Running in Production - Reparenting - 《Vitess v18.0 Documentation》

Reparenting

Once you have the cluster up and running, you should perform a trial failover using PlannedReparentShard to make sure it works as expected.

A typical use case for PlannedReparentShard is to use it during software updates. The command has a convenient avoid_tablet flag that allows you to specify the current vttablet you are going to perform maintenance on. If that is a primary, then it performs a failover to another eligible replica. Otherwise, it is a no-op.

You can also perform a “Planned Reparent” through the browser from the VTAdmin Dashboard.

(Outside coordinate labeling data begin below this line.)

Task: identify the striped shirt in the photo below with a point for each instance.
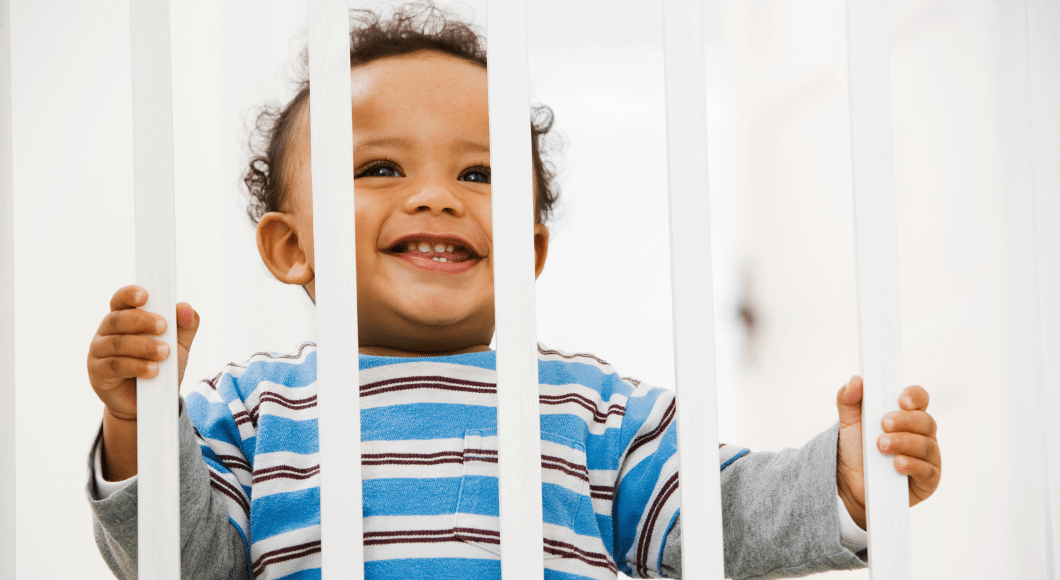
(429, 464)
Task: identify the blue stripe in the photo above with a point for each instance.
(745, 451)
(313, 574)
(435, 568)
(402, 496)
(282, 512)
(557, 575)
(636, 491)
(212, 420)
(424, 421)
(282, 434)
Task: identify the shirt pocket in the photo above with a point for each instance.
(564, 487)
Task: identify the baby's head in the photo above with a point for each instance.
(421, 147)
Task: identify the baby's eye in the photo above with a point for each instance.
(477, 175)
(380, 169)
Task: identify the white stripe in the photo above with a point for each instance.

The Vitess operator performs this step automatically when a container is gracefully brought down by Kubernetes, which also takes care of the use case of a software rollout. If a container or pod is brought down abruptly or crashes, then the primary will be unavailable until Kubernetes restarts it. However, if VTOrc is also deployed, it will detect this and failover to another eligible replica as the primary. VTOrc will not intervene during a graceful shut down.

For more information, please refer to the Reparenting section.

A reparenting operation can fail in the middle. If so, it is possible for the system to be in a situation where two vttablets report themselves as primary. If this happens, the one with the newer timestamp wins. The vtgates will automatically treat the newer primary as authoritative. The system will eventually heal itself because the vttablets use a registration protocol via the global topo and the older tablet will demote itself to a replica when it notices that it is no longer the primary.